Since launching, donations are up 250% and the vineyard managers are tracking their web and social performance with the tools we installed:-)
Nicki is looking at how the prospective customers will experience the brand across time and across multiple touchpoints (we've just tested the awesome i-nigma qrcode reader on the iPhone and it automatically goes from scan to website, very nice).
It's great to be working with a real 'maker' brand. Satisfying gig and I may even get a case of wine out of it:-)
March 14, 2011
I just spent the weekend in Leeds jamming with some very interesting folk. We were challenged to develop a service prototype in 48 hours under the overall theme of "(super)heroes".
We chose to work in the problem space around youth and crime.

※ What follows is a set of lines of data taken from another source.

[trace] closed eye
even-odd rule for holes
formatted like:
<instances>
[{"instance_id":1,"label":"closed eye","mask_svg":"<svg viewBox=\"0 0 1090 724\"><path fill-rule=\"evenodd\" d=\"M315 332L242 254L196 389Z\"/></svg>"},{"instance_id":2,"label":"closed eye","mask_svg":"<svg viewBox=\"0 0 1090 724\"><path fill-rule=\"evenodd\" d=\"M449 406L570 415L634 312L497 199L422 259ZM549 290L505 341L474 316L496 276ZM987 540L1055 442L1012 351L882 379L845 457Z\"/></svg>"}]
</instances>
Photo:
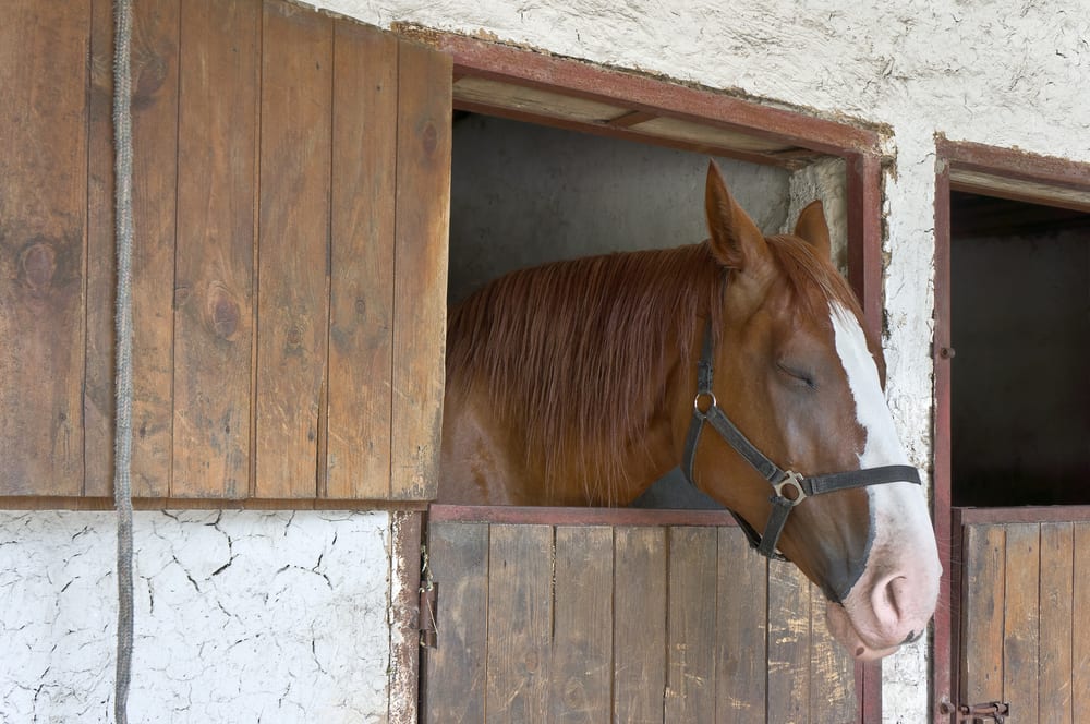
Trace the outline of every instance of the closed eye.
<instances>
[{"instance_id":1,"label":"closed eye","mask_svg":"<svg viewBox=\"0 0 1090 724\"><path fill-rule=\"evenodd\" d=\"M783 362L777 362L776 369L780 373L790 377L792 382L803 384L810 389L818 389L818 383L814 381L813 375L808 374L798 367L786 365Z\"/></svg>"}]
</instances>

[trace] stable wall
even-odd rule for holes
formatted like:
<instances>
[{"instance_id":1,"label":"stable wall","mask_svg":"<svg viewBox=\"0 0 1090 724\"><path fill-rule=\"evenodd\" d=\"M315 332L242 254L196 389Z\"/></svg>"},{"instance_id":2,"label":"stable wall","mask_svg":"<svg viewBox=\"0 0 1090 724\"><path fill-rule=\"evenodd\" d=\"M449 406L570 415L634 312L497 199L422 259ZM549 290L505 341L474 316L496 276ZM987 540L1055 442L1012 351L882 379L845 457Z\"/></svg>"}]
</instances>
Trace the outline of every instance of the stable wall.
<instances>
[{"instance_id":1,"label":"stable wall","mask_svg":"<svg viewBox=\"0 0 1090 724\"><path fill-rule=\"evenodd\" d=\"M787 217L791 174L718 158L765 233ZM707 238L708 156L471 114L456 119L448 300L513 269Z\"/></svg>"},{"instance_id":2,"label":"stable wall","mask_svg":"<svg viewBox=\"0 0 1090 724\"><path fill-rule=\"evenodd\" d=\"M883 124L887 397L912 462L932 460L935 134L1090 161L1090 13L1064 0L407 0L319 3L540 48ZM929 652L883 662L883 719L929 719Z\"/></svg>"},{"instance_id":3,"label":"stable wall","mask_svg":"<svg viewBox=\"0 0 1090 724\"><path fill-rule=\"evenodd\" d=\"M476 34L884 124L892 161L887 396L912 461L924 469L932 457L935 134L1090 161L1090 14L1065 0L318 4L384 27L404 22ZM104 518L95 530L106 535L110 526ZM927 721L925 647L886 660L884 677L885 721Z\"/></svg>"}]
</instances>

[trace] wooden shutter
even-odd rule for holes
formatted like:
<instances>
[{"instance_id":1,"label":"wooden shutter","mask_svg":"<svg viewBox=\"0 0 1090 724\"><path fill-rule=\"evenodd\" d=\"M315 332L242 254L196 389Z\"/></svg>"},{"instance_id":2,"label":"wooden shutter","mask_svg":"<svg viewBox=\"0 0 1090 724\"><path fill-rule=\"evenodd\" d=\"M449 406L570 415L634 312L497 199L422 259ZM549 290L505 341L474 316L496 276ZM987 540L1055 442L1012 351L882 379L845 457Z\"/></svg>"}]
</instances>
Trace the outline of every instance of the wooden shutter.
<instances>
[{"instance_id":1,"label":"wooden shutter","mask_svg":"<svg viewBox=\"0 0 1090 724\"><path fill-rule=\"evenodd\" d=\"M134 492L434 497L449 58L280 0L135 10ZM20 499L111 494L110 12L20 0L0 28Z\"/></svg>"}]
</instances>

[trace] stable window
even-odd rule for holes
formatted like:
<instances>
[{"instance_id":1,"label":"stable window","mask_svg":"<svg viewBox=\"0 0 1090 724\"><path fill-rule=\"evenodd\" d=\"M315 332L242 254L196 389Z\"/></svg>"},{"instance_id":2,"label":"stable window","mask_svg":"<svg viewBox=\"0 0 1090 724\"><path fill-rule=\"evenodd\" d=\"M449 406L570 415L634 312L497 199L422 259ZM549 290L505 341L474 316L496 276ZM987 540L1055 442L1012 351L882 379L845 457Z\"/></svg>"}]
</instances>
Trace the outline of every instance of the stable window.
<instances>
[{"instance_id":1,"label":"stable window","mask_svg":"<svg viewBox=\"0 0 1090 724\"><path fill-rule=\"evenodd\" d=\"M934 721L984 702L1070 720L1090 655L1090 169L937 150Z\"/></svg>"},{"instance_id":2,"label":"stable window","mask_svg":"<svg viewBox=\"0 0 1090 724\"><path fill-rule=\"evenodd\" d=\"M872 131L459 36L438 45L453 55L452 302L513 268L699 242L713 156L766 232L798 210L792 189L824 196L880 328ZM880 719L880 666L838 651L821 593L731 526L713 511L433 505L438 645L422 661L421 721ZM427 604L421 615L431 628Z\"/></svg>"}]
</instances>

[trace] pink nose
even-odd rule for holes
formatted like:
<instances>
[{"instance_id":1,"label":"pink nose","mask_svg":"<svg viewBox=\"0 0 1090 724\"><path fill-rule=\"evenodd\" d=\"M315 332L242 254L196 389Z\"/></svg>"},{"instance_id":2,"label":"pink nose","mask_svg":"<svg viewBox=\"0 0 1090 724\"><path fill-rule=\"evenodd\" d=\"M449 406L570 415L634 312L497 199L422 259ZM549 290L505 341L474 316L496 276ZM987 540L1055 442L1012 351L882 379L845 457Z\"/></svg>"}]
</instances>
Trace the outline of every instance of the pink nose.
<instances>
[{"instance_id":1,"label":"pink nose","mask_svg":"<svg viewBox=\"0 0 1090 724\"><path fill-rule=\"evenodd\" d=\"M915 641L927 627L930 612L919 594L920 587L912 586L907 576L893 575L879 581L871 594L874 606L876 635L886 645Z\"/></svg>"}]
</instances>

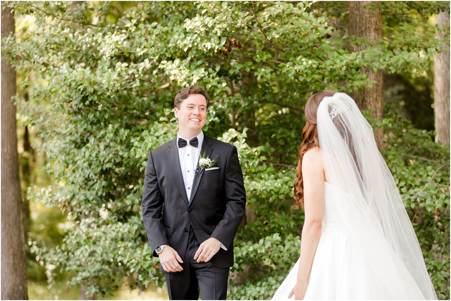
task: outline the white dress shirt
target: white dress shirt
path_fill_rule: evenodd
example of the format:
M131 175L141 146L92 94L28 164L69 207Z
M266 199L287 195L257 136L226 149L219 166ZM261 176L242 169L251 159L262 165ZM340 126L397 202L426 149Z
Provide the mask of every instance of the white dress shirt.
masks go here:
M199 155L200 155L200 148L203 141L203 132L196 136L198 138L198 147L194 147L189 144L189 140L185 139L177 133L177 147L178 147L179 139L183 139L186 141L187 145L184 147L179 147L179 160L180 160L180 167L182 169L182 174L183 176L183 182L185 184L185 190L186 191L186 196L188 200L191 195L191 190L193 189L193 181L194 179L194 172L197 167L198 161L199 160Z
M191 196L191 191L193 190L193 182L194 179L194 172L197 167L198 161L199 160L199 155L200 155L200 149L203 142L203 132L201 132L200 134L196 136L198 138L198 147L194 147L189 144L189 140L185 139L177 133L177 145L179 148L179 160L180 160L180 167L182 169L182 174L183 175L183 182L185 184L185 190L186 191L186 196L188 197L189 201ZM181 138L186 141L186 146L184 147L179 147L179 139ZM226 246L221 243L221 247L227 251Z

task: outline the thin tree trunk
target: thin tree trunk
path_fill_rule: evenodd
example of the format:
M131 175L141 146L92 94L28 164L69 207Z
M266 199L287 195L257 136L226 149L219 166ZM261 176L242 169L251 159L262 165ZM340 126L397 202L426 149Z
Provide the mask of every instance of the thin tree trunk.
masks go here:
M377 3L377 1L349 1L350 35L362 37L364 40L368 40L371 43L377 42L382 39L381 9L378 7L369 7ZM355 45L351 45L351 49L354 51L361 51L366 47L365 45L359 47ZM363 67L362 70L368 75L368 80L374 81L376 83L371 88L364 88L359 91L354 91L353 96L360 109L371 110L373 118L382 121L384 112L382 70L374 72L372 69L367 67ZM379 150L383 147L383 134L382 128L376 128L374 138Z
M437 24L443 28L449 24L450 14L441 12L437 14ZM436 38L444 41L443 34L437 33ZM435 141L450 145L450 49L446 42L442 47L446 49L436 55L434 58L434 117Z
M25 92L25 99L26 101L28 101L28 92ZM22 195L23 196L22 212L23 217L25 241L27 242L28 241L28 233L30 231L30 227L31 225L31 220L30 217L30 201L27 197L27 192L28 191L28 187L31 184L31 166L30 162L32 159L32 153L33 150L30 143L29 131L28 126L26 125L23 129L23 151L26 156L21 160L22 161L22 182L23 184L22 190Z
M1 3L1 37L14 32L10 8ZM17 155L16 71L1 59L1 298L28 300L27 261Z

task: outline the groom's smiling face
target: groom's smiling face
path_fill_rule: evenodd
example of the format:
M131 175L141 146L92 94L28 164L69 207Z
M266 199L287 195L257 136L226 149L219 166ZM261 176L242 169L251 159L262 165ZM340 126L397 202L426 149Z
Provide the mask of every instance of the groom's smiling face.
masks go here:
M180 108L174 109L180 130L198 134L207 120L207 100L201 94L189 94L182 101Z

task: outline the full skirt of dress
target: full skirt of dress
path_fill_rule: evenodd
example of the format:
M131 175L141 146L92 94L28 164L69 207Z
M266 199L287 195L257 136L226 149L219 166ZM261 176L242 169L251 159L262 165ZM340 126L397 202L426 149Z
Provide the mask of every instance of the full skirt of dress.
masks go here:
M327 182L325 185L322 229L304 300L424 300L380 229L352 206L345 211L350 215L342 216L337 206L341 205L341 198L349 196ZM352 219L368 235L353 236L344 219ZM272 300L288 300L296 283L299 260Z

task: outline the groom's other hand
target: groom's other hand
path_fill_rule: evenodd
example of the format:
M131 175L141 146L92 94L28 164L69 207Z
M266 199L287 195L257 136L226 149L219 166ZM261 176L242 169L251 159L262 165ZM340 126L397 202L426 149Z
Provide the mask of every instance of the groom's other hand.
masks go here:
M207 262L219 251L221 242L214 237L210 237L199 246L194 255L194 260L198 262Z
M179 262L183 263L183 261L177 251L168 246L163 249L163 251L158 255L160 262L161 263L163 269L166 272L181 272L183 268L179 264Z

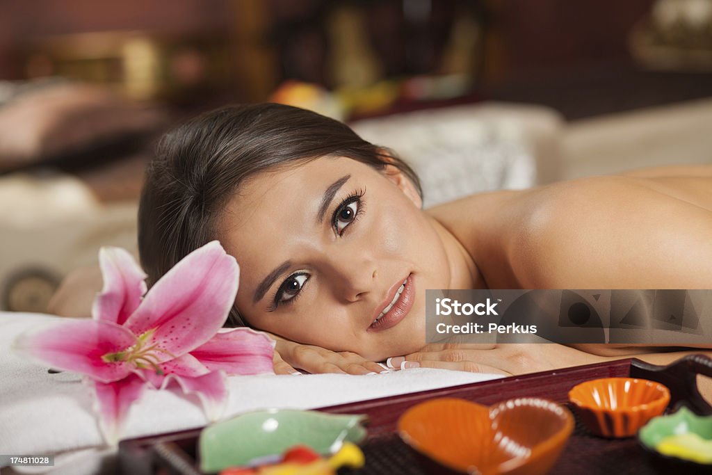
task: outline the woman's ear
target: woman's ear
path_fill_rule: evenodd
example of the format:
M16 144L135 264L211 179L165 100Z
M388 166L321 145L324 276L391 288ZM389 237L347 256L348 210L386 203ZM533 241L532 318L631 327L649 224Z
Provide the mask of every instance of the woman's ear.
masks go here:
M384 157L384 160L388 162L388 165L384 167L381 172L386 178L394 183L399 189L403 192L403 194L413 202L413 204L417 207L422 208L423 199L420 197L420 194L418 193L418 190L416 189L415 185L413 184L413 182L397 167L391 165L393 162L392 158L385 156Z

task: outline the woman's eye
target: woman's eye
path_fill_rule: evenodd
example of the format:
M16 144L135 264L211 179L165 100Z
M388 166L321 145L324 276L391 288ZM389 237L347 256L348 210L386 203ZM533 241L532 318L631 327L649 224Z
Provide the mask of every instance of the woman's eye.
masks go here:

We brainstormed and eventually tried a mental model which exposed an opportunity space between the child who "wants to be free" and the mentor and institutions that can't usefully communicate the difference between right and wrong. The service we came up with was a space where young people could experiment with alternative behaviour in the safety of the virtual world.
To evidence the service we built a scenario around Lisa who is 14 and wants to have fun but is learning to help others and do the right thing. Here's the mini-blueprint of the service.
You can grab the pdf if you want to look at the detail.
We worked under a Creative Commons license and the details of Do the Right Thing (and many other astonishing projects) are online at http://planet.globalservicejam.org/ and do check out the other projects as teams around the planet put in the equivalent of 50,000 man/hours over the weekend:-)
January 11, 2011
A screengrab from the Dixons GetSat server
One of the key pillars of the four-year Dixons Retail transformation program is to be thrifty when building and this is particularly relevant to software in the enterprise where feature-bloat and mystery licensing can mean you get some exceptionally poor value for your corporate dollar.
As part of the effort to discover new ways to build cheaply online Dug is running a number of pilots including web-based customer-led support via GetSatisfaction and using open-source blogging tools to enhance our ecommerce websites.
Fingers crossed these will lead to some greater efficiencies, not least the ability to build quickly as well as cheaply.